I sea what you did there

Picking your cohort visualization

Or, 'When Area Charts Mislead'

I sea what you did there

 

 

Slideshow intro

When I wrote my first post about measuring gamification, I used stacked area charts to visualize cohort analysis. Then, I came across this post by someone smarter. Here's what I learned.

Stacked area

cohorts plotted as an area graph

Here, I intended to show that while the value being measured is basically level overall, the desirable cohorts within it are trending drastically downward. As such, it gets the job done, but there's an important reason this isn't the right graph for real-world applications.

Stacked area, as perceived

the area graph showing why we naturally misread it

The issue is that our eye tends to compare the thickness of strata at a diagonal based on the apparent slope. This is exacerbated by the fact that our datapoints are pretty far apart in terms of pixels. This on-the-bias bias might be okay for real-time APM products with their closely-spaced samples, but not for general business metrics.

Stacked Column

cohorts plotted in stacked columns

Stacked columns cut out the bias. It's easy to scan and see that the top cohort is growing as a proportion of the total. While the data hasn't changed, the graph is more accurate… but, it seems to lack a sense of velocity.

Column

cohorts plotted in columns

Switch to a non-stacked column graph (and decrease the maximum value on the Y-axis) and here's what you get. To my eyes, this immediately conveys velocity—and highlights outliers—while avoiding the visual bias of the area chart. But, you might lose a sense of the overall contour of how these columns sum.

Conclusion

There are some other options that could convey velocity, outliers, contour of the sum, and performance of each cohort, without suffering the bias of the stacked area chart.
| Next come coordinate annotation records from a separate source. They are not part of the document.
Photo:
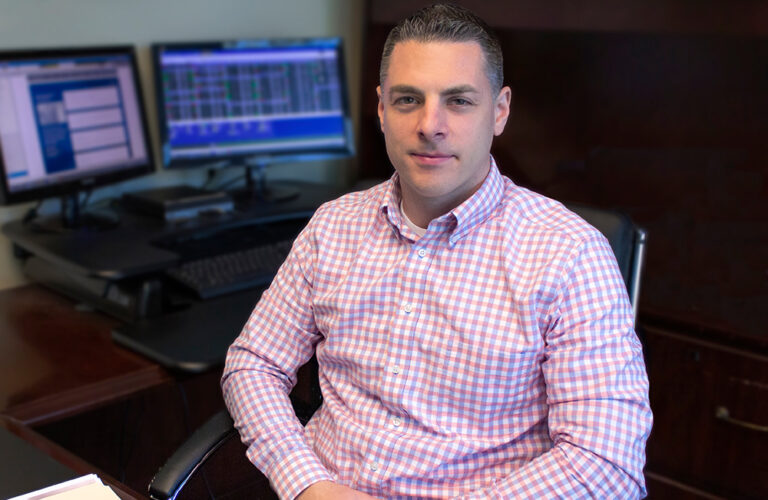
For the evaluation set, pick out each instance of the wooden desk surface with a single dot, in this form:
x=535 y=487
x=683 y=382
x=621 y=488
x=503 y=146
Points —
x=76 y=465
x=57 y=361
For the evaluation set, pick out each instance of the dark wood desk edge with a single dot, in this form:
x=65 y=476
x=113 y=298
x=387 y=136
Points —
x=76 y=401
x=66 y=458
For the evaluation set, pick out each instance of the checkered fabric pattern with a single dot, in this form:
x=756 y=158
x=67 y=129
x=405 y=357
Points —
x=494 y=357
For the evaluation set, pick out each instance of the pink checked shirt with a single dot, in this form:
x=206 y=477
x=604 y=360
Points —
x=494 y=357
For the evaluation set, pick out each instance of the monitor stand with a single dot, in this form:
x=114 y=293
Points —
x=258 y=190
x=71 y=217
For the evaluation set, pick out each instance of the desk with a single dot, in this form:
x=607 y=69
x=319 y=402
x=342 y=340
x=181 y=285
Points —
x=57 y=361
x=31 y=462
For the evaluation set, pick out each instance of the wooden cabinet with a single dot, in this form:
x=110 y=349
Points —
x=710 y=404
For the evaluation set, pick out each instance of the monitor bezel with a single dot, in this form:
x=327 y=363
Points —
x=260 y=157
x=89 y=180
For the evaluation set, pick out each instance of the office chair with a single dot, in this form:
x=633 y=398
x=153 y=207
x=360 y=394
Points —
x=626 y=239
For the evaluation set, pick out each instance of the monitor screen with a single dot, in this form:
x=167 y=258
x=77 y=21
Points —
x=70 y=119
x=269 y=100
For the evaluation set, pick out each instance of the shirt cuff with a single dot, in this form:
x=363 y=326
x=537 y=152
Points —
x=295 y=472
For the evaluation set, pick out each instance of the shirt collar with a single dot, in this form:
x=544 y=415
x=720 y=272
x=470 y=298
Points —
x=462 y=219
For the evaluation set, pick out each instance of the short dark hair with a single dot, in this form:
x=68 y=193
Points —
x=447 y=23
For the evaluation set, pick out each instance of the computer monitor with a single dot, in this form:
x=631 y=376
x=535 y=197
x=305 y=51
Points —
x=70 y=120
x=252 y=103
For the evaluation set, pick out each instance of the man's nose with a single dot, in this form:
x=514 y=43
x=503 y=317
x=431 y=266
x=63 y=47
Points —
x=432 y=123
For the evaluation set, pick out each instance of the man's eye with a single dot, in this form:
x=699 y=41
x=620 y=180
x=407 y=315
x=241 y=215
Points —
x=405 y=100
x=460 y=101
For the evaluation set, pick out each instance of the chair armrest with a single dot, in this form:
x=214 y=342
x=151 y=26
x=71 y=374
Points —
x=190 y=455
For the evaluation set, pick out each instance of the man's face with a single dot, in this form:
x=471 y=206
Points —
x=439 y=115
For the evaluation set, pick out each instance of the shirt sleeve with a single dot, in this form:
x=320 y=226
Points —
x=260 y=371
x=597 y=391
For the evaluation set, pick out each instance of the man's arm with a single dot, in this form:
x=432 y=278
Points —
x=597 y=391
x=260 y=372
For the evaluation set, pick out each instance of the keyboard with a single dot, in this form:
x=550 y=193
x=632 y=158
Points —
x=216 y=275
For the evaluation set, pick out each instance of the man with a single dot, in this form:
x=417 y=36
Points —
x=474 y=339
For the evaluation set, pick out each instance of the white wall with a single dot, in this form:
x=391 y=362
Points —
x=63 y=23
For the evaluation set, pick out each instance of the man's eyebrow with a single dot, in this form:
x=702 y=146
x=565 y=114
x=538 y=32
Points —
x=409 y=89
x=404 y=89
x=460 y=89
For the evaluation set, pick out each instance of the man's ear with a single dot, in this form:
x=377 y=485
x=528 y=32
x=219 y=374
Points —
x=380 y=108
x=502 y=110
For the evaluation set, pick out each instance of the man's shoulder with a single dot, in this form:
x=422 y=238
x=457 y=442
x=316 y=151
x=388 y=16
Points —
x=541 y=214
x=353 y=205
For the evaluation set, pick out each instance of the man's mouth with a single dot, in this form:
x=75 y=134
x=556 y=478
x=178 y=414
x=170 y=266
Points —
x=431 y=158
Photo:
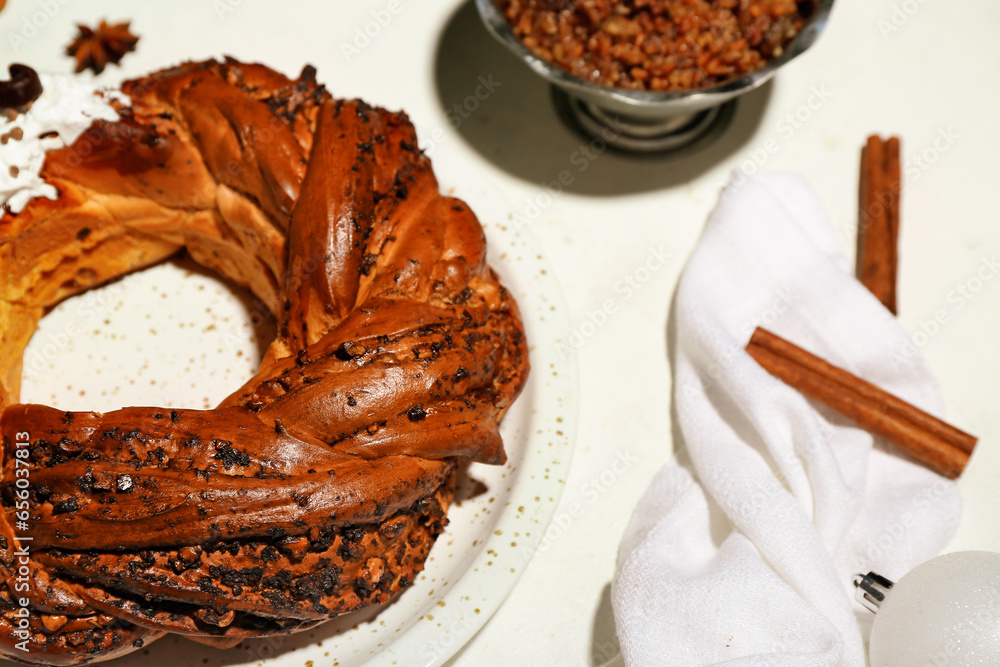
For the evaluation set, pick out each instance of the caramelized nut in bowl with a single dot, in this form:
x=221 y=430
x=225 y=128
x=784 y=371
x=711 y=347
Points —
x=652 y=121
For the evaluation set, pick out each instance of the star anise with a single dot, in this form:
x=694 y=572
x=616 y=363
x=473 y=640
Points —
x=96 y=47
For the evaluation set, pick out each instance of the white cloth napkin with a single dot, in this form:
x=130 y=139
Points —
x=743 y=549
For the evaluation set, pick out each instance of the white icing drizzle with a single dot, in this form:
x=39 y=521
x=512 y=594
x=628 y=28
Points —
x=67 y=107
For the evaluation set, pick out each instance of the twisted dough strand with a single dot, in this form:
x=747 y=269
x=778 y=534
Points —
x=319 y=486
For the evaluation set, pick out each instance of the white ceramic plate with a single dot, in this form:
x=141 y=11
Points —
x=175 y=336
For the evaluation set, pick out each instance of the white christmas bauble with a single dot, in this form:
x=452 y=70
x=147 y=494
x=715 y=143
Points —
x=944 y=613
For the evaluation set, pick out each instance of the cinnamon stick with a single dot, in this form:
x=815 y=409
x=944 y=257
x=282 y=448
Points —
x=925 y=437
x=878 y=219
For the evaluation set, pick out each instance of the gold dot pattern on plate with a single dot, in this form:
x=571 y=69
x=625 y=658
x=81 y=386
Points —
x=171 y=335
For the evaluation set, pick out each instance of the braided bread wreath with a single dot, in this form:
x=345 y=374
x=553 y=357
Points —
x=319 y=486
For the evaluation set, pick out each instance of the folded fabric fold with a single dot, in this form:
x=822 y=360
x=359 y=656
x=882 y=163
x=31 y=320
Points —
x=742 y=550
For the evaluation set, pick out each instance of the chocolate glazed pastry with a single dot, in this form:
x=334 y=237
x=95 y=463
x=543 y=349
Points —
x=317 y=488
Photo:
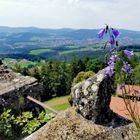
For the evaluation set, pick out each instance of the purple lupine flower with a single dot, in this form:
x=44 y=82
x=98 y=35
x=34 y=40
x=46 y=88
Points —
x=115 y=32
x=112 y=50
x=112 y=41
x=127 y=68
x=129 y=54
x=101 y=33
x=109 y=71
x=112 y=60
x=121 y=86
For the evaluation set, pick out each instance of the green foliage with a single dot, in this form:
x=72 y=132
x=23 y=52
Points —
x=11 y=125
x=136 y=74
x=24 y=118
x=31 y=126
x=121 y=77
x=83 y=76
x=6 y=122
x=95 y=65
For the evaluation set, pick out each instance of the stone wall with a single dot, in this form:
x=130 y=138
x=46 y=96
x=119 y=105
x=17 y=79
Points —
x=92 y=99
x=69 y=125
x=14 y=88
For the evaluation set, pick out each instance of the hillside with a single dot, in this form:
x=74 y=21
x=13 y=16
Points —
x=56 y=43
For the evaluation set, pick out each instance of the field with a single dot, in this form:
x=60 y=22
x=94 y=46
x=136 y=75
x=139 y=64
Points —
x=67 y=52
x=137 y=54
x=12 y=63
x=59 y=103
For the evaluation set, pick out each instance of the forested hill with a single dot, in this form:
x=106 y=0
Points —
x=24 y=39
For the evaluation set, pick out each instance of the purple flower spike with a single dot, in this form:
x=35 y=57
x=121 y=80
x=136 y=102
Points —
x=115 y=32
x=112 y=41
x=127 y=68
x=129 y=54
x=101 y=33
x=112 y=60
x=109 y=71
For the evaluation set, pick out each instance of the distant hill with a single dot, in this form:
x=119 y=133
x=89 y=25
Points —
x=25 y=39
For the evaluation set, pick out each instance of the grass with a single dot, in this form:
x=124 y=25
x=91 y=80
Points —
x=76 y=51
x=22 y=64
x=59 y=103
x=72 y=47
x=40 y=51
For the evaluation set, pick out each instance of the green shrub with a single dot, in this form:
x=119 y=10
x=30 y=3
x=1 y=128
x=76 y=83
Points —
x=83 y=76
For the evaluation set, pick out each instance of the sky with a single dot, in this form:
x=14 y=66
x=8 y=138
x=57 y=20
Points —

For instance:

  • a multiple-column chart for the cohorts (like my last example) overlaid with a line chart to show the overall trend
  • a column chart showing the total, decorated with inset pie charts to show the cohorts (though pie charts have their own issues)
  • or some kind of stockchart

I may cover some of these options in future posts. But the bottom line is that I will be avoiding the sexy stacked area chart for my cohort visualizations.